Sorry, sent too soon…

Sent from my iPhone

On Oct 16, 2015, at 18:39, Andrew Barnert via Python-ideas <python-ideas@python.org> wrote:

On Oct 16, 2015, at 03:36, Ian Foote <ian@feete.org> wrote:

I recently wanted to use an OrderedCounter and an OrderedDefaultDict. After a bit of googling I discovered that OrderedCounter is quite easy to implement:

This is already in the docs for OrderedDict, so it shouldn't have taken any googling.
from collections import Counter, OrderedDict

class OrderedCounter(Counter, OrderedDict):
     'Counter that remembers the order elements are first seen'
     def __repr__(self):
         return '%s(%r)' % (self.__class__.__name__,
                            OrderedDict(self))
     def __reduce__(self):
         return self.__class__, (OrderedDict(self),)

from https://rhettinger.wordpress.com/2011/05/26/super-considered-super/

Unfortunately an OrderedDefaultDict did not seem so easy. I did find http://stackoverflow.com/questions/6190331/can-i-do-an-ordered-default-dict-in-python which suggests:

Most of the trickiness here is handling None as a factory, which is only useful for subclasses that implement a custom __missing__

… or that requires two-stage initialization, where it can initialize the base with None and then assign the factory later. Still not all that common, but it is a separate reason for the extra complexity besides a custom __missing__ that doesn't need the factory.

To make something that works like you'd expect except for that part is a lot simpler.

Off the top of my head (untested, since I'm on my phone):

class DefaultOrderedDict(OrderedDict):
    def __init__(self, default_factory, *a, **kw):
        super().__init__(*a, **kw)
        self.default_factory = default_factory
    def __getitem__(self, key):
        try:
            return super().__getitem__(key)
        except KeyError:
            return self.__missing__(key)
    def __missing__(self, key):
        self[key] = value = self.default_factory()
        return value
    def __repr__(self):
        return '{}({}, {})'.format(type(self).__name__, self.default_factory, dict.__repr__(self))

In fact, if you aren't worried about subclassing, or about being able to directly call or pass around a bound__missing__, you can make this even simpler.

I may be wrong about this being picklable/copyable without any extra help; if so, it still doesn't need the whole complicated "treat a None factory as if it doesn't exist" part.

Also, I think the SO recipe works in Python 2.4+, or whichever first added OrderedDict, while this requires 3.1 (although it should be obvious how to backport it, make sure that OrderedDict isn't an old-style class…).

Anyway, other than those issues, it seems pretty obvious, and I don't think there's any part of that functionality that's easy to get wrong. Handling a None factory in __missing__ and pickle/copy is easy to get wrong, but if you aren't going to subclass this and therefore aren't going to try to build that part, you're not going to build it wrong.

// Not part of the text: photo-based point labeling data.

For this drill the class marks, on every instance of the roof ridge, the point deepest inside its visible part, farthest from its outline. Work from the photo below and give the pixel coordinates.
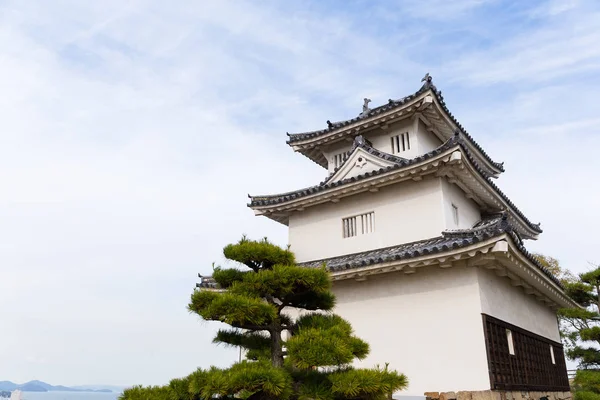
(362, 143)
(325, 185)
(428, 85)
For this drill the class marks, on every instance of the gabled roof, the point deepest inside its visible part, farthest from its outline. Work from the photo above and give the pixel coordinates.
(297, 139)
(362, 145)
(456, 142)
(484, 236)
(491, 227)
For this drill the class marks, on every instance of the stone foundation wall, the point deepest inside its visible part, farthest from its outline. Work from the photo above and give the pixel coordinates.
(498, 395)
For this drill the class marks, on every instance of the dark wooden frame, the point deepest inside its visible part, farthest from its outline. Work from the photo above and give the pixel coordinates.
(531, 368)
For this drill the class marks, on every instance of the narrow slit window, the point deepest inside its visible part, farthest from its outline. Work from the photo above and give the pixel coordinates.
(400, 143)
(358, 225)
(455, 214)
(511, 343)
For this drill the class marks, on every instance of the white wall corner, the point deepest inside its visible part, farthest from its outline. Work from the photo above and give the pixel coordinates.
(455, 157)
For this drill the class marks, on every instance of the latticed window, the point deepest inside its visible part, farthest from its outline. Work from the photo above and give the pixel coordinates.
(521, 360)
(400, 143)
(338, 159)
(359, 224)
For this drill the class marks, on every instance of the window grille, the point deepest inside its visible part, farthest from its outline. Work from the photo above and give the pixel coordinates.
(400, 143)
(358, 224)
(338, 159)
(531, 367)
(455, 214)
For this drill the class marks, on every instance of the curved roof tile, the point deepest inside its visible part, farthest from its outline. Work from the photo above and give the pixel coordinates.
(392, 104)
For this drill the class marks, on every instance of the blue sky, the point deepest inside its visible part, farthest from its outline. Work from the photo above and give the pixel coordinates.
(131, 133)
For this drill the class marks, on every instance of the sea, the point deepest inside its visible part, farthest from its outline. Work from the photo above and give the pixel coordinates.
(69, 396)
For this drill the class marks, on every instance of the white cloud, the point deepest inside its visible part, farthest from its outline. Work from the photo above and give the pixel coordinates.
(131, 133)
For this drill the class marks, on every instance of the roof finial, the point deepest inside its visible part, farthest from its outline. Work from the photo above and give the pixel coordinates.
(366, 108)
(428, 81)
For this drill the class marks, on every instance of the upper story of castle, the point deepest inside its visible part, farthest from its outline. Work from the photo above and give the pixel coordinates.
(398, 173)
(408, 127)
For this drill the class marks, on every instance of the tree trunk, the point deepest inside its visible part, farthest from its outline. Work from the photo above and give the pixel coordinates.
(276, 347)
(598, 297)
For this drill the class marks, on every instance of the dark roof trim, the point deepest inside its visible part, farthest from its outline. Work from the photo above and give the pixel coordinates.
(393, 104)
(456, 140)
(450, 240)
(360, 142)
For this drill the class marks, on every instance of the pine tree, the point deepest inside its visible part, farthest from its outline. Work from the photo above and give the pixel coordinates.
(302, 358)
(580, 327)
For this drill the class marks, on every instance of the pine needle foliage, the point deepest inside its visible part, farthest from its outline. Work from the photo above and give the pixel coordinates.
(306, 358)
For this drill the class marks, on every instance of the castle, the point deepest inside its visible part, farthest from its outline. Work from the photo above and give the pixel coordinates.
(426, 252)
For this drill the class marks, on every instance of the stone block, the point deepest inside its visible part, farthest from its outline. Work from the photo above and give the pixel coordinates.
(464, 395)
(482, 395)
(447, 396)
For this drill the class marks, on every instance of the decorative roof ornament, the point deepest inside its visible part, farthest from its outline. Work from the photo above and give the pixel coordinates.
(428, 79)
(366, 108)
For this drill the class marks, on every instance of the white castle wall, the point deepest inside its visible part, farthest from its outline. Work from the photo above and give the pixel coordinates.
(421, 141)
(403, 213)
(509, 303)
(427, 325)
(468, 212)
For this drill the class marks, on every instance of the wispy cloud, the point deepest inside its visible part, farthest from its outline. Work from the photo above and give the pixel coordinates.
(131, 133)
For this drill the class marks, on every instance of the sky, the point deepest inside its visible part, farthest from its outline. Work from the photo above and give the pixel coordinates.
(131, 133)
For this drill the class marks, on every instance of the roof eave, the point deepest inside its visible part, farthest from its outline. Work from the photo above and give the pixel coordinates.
(378, 179)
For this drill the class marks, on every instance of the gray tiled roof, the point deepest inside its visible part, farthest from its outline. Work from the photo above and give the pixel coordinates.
(490, 227)
(450, 240)
(456, 140)
(360, 142)
(393, 104)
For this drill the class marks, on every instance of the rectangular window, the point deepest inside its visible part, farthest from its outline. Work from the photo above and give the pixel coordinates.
(511, 344)
(455, 214)
(338, 159)
(359, 224)
(530, 368)
(400, 143)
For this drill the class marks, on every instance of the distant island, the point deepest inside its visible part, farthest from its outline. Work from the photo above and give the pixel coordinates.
(39, 386)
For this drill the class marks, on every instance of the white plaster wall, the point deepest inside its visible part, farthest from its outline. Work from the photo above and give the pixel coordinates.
(335, 148)
(468, 212)
(381, 140)
(404, 212)
(508, 303)
(421, 141)
(427, 141)
(427, 325)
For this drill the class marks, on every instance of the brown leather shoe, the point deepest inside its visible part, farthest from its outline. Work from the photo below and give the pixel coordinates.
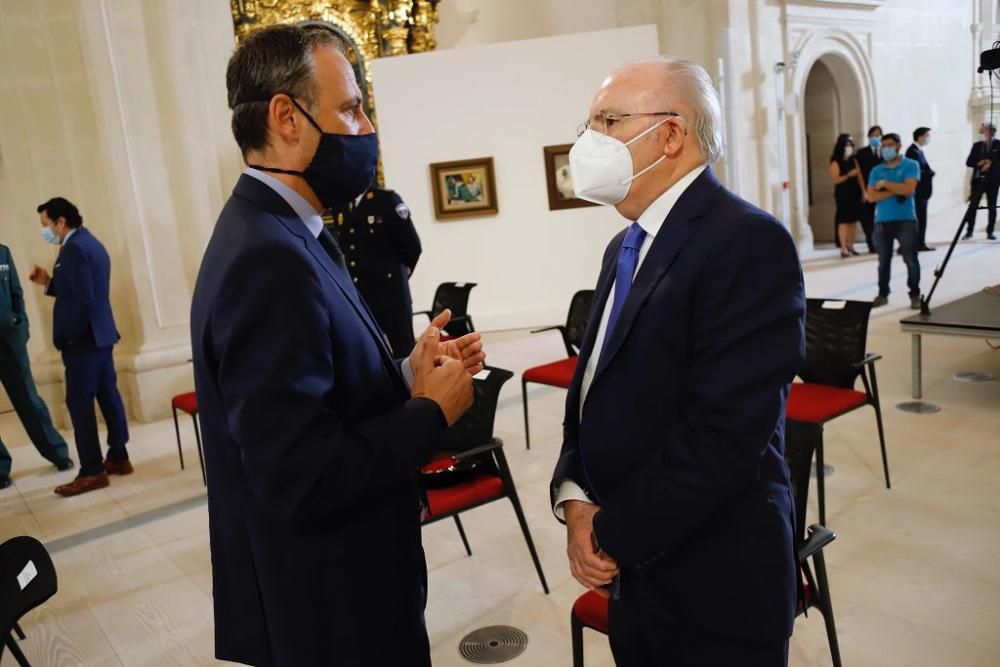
(83, 484)
(118, 467)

And I'm not sure a docs recipe that's mostly code that's unnecessary for most uses, hiding the important and simple part, would be a great idea.
from collections import OrderedDict, Callable

class DefaultOrderedDict(OrderedDict):
    # Source: http://stackoverflow.com/a/6190500/562769
    def __init__(self, default_factory=None, *a, **kw):
        if (default_factory is not None and
           not isinstance(default_factory, Callable)):
            raise TypeError('first argument must be callable')
        OrderedDict.__init__(self, *a, **kw)
        self.default_factory = default_factory

    def __getitem__(self, key):
        try:
            return OrderedDict.__getitem__(self, key)
        except KeyError:
            return self.__missing__(key)

    def __missing__(self, key):
        if self.default_factory is None:
            raise KeyError(key)
        self[key] = value = self.default_factory()
        return value

    def __reduce__(self):
        if self.default_factory is None:
            args = tuple()
        else:
            args = self.default_factory,
        return type(self), args, None, None, self.items()

    def copy(self):
        return self.__copy__()

    def __copy__(self):
        return type(self)(self.default_factory, self)

    def __deepcopy__(self, memo):
        import copy
        return type(self)(self.default_factory,
                          copy.deepcopy(self.items()))

    def __repr__(self):
        return 'OrderedDefaultDict(%s, %s)' % (self.default_factory,
                                               OrderedDict.__repr__(self))

This seems to me both easy to get wrong and hard to discover. It also risks getting out of sync with updates to collections.
I'm wondering if this is sufficient justification to add OrderedCounter and OrderedDict to collections, either directly or as recipes.

Since one of them is already a recipe and the other one would probably not be useful as one, I don't think that's a great idea.

Adding OrderedDefaultDict to the module itself might be useful. Or, alternatively, put it in PyPI or ActiveState and add a link to it from the docs? (I'm pretty sure there are already implementations in both places, actually. Also, it would be nice to be able to point at a third-party implementation that works in 2.6+/3.2+ or whatever even if it only appears in the 3.6 docs.)